The official paper is out, and can be found on my project page:

Tomasz Malisiewicz, Alexei A. Efros. Beyond Categories: The Visual Memex Model for Reasoning About Object Relationships. In NIPS, December 2009. PDF

Abstract: The use of context is critical for scene understanding in computer vision, where the recognition of an object is driven by both local appearance and the object's relationship to other elements of the scene (context). Most current approaches rely on modeling the relationships between object categories as a source of context. In this paper we seek to move beyond categories to provide a richer appearance-based model of context. We present an exemplar-based model of objects and their relationships, the Visual Memex, that encodes both local appearance and 2D spatial context between object instances. We evaluate our model on Torralba's proposed Context Challenge against a baseline category-based system. Our experiments suggest that moving beyond categories for context modeling appears to be quite beneficial, and may be the critical missing ingredient in scene understanding systems.

I gave at talk about my work yesterday at CMU's Misc-read and received some good feedback. I'll be at NIPS this December representing this body of research.

Monday, October 19, 2009

Scene Prototype Models for Indoor Image Recognition

In today's post I want to briefly discuss a computer vision paper which has caught my attention.

In the paper Recognizing Indoor Scenes, Quattoni and Torralba build a scene recognition system for categorizing indoor images. Instead of performing learning directly in descriptor space (such as the GIST over the entire image), the authors use a "distance-space" representation. An image is described by a vector of distances to a large number of scene prototypes. A scene prototype consists of a root feature (the global GIST) as well as features belonging to a small number of regions associated with the prototype. One example of such a prototype might be an office scene with a monitor region in the center of the image and a keyboard region below it -- however the ROIs (which can be thought of as parts of the scene) are often more abstract and do not neatly correspond to a single object.

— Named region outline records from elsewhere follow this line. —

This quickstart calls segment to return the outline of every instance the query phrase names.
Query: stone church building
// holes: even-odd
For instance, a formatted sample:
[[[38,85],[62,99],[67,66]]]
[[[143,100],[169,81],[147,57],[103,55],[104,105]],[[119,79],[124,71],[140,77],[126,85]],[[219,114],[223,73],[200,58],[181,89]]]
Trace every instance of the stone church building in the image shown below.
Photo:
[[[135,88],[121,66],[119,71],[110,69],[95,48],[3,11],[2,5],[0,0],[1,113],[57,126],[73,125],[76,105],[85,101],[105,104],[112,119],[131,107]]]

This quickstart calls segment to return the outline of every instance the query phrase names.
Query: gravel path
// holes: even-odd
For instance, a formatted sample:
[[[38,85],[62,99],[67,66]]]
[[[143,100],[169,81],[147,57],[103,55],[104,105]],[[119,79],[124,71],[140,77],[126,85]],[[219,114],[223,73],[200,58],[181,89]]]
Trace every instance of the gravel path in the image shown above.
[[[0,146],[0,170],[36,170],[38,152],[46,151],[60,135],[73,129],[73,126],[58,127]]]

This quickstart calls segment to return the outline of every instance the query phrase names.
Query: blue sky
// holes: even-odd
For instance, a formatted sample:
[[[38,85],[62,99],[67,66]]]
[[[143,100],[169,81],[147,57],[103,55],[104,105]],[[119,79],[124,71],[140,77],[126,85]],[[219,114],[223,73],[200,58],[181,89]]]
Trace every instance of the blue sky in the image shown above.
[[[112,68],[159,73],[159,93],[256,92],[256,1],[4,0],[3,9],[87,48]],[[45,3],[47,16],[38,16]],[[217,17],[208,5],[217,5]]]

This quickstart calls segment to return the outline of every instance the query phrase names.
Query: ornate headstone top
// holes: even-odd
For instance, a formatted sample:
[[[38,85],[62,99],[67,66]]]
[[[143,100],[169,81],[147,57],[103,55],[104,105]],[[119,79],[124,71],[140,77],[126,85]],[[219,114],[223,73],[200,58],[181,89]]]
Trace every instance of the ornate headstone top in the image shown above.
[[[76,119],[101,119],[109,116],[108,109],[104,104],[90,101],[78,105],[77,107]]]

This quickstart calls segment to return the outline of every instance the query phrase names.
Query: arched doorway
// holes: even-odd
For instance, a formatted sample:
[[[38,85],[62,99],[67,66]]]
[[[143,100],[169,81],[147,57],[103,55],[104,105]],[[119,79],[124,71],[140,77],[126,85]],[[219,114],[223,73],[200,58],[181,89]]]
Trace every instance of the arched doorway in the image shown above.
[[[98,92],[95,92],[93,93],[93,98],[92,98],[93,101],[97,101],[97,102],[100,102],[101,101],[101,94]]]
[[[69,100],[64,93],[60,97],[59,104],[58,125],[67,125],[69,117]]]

The learning problem (which is solved once per category) is then to find the internal parameters of each prototype as well as the per-class prototype distance weights which are used for classification. From a distance function learning point of view, it is rather interesting to see distances to many exemplars being used as opposed to the distance to a single focal exemplar.

Although the authors report results on the image categorization task it is worthwhile to ask if scene prototypes could be used for object localization. While it is easy to be the evil genius and devise an image that is unique enough such that it doesn't conform to any notion of a prototype, I wouldn't be surprised if 80% of the images we encounter on the internet conform to a few hundred scene prototypes. Of course the problem of learning such prototypes from data without prototype-labeling (which requires expert vision knowledge) is still open. Overall, I like the direction and ideas contained in this research paper and I'm looking forward to see how these ideas develop.